The second method is a little clearer if you use a parameter name that does not mask the loop variable name:

funArr[funArr.length] = (function(val) { return function(){  return val; }})(i);

The problem with your current code is that each function is a closure and they all reference the same variable i. When each function is run, it returns the value of i at the time the function is run (which will be one more than the limit value for the loop).
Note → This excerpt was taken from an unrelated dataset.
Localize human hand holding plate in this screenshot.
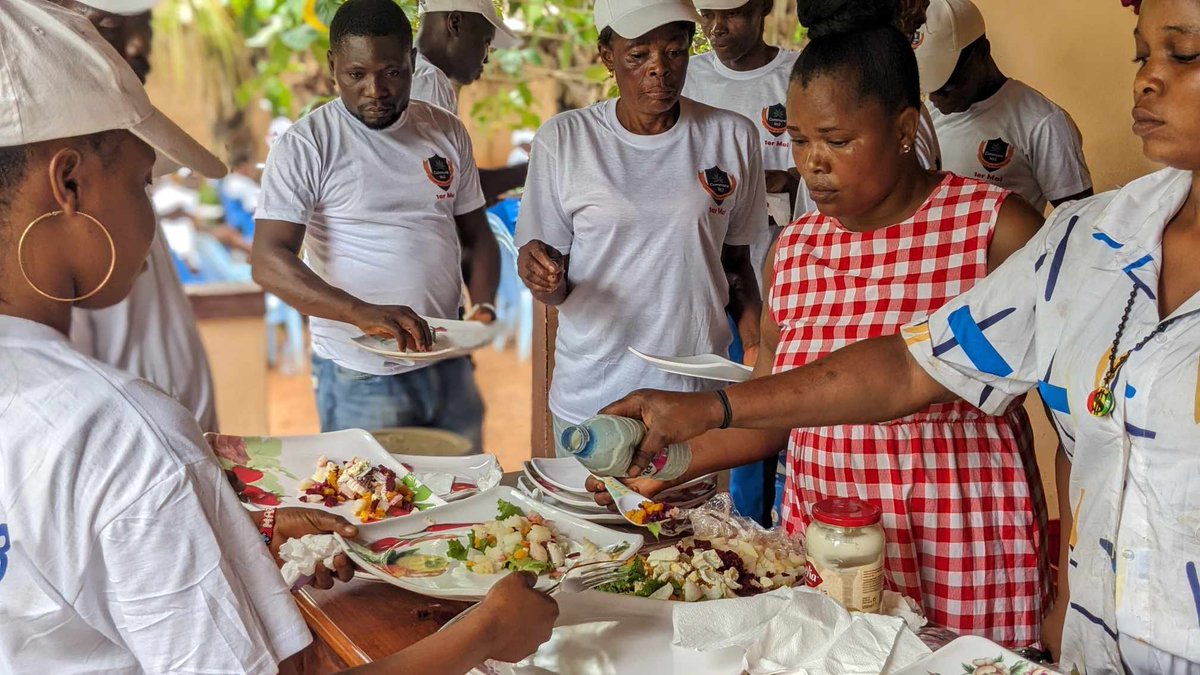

A clearer way would be to write a separate function that returns the closure that you want:

var numArr = [];
var funArr = [];
for(var i = 0; i < 10; ++i){
    numArr[numArr.length] = i;
    funArr[funArr.length] = getFun(i);
}

function getFun(val) {
    return function() { return val; };
}

Note that this is doing basically the same thing as the first line of code in my answer: calling a function that returns a function and passing the value of i as a parameter. It's main advantage is clarity.

EDIT: Now that EcmaScript 6 is supported almost everywhere (sorry, IE users), you can get by with a simpler approach—use the let keyword instead of var for the loop variable:

var numArr = [];
var funArr = [];
for(let i = 0; i < 10; ++i){
    numArr[numArr.length] = i;
    funArr[funArr.length] = function(){  return i; };
}

With that little change, each funArr element is a closure bound do a different i object on each loop iteration. For more info on let, see this Mozilla Hacks post from 2015. (If you're targeting environments that don't support let, stick with what I wrote earlier, or run this last through a transpiler before using.



回答2:

Let's investigate what the code does a little closer and assign imaginary function names:

(function outer(i) { 
    return function inner() { 
        return i;
    }
 })(i);

Here, outer receives an argument i. JavaScript employs function scoping, meaning that each variable exists only within the function it is defined in. i here is defined in outer, and therefore exists in outer (and any scopes enclosed within).

inner contains a reference to the variable i. (Note that it does not redefine i as a parameter or with the var keyword!) JavaScript's scoping rules state that such a reference should be tied to the first enclosing scope, which here is the scope of outer. Therefore, i within inner refers to the same i that was within outer.

Finally, after defining the function outer, we immediately call it, passing it the value i (which is a separate variable, defined in the outermost scope). The value i is enclosed within outer, and its value cannot now be changed by any code within the outermost scope. Thus, when the outermost i is incremented in the for loop, the i within outer keeps the same value.

Remembering that we've actually created a number of anonymous functions, each with its own scope and argument values, it is hopefully clear how it is that each of these anonymous functions retains its own value for i.

Finally, for completeness, let's examine what happened with the original code:

for(var i = 0; i < 10; ++i){
    numArr[numArr.length] = i;
    funArr[funArr.length] = function(){  return i; };
}

Here, we can see the anonymous function contains a reference to the outermost i. As that value changes, it will be reflected within the anonymous function, which does not retain its own copy of the value in any form. Thus, since i == 10 in the outermost scope at the time that we go and call all of these functions we've created, each function will return the value 10.



回答3:

I recommend picking up a book like JavaScript: The Definitive Guide to gain a deeper understanding of JavaScript in general so you can avoid common pitfalls like this.

This answer also provides a decent explanation on closures specifically:

How do JavaScript closures work?

When you invoke

function() { return i; }

the function is actually doing a variable look-up on the parent call-object (scope), which is where i is defined. In this case, i is defined as 10, and so every single one of those functions will return 10. The reason this works

(function(i){ return function(){ return i;}})(i);

is that by invoking an anonymous function immediately, a new call-object is created in which the current i is defined. So when you invoke the nested function, that function refers to the call-object of the anonymous function (which defines whatever value you passed to it when it was invoked), not the scope in which i was originally defined (which is still 10).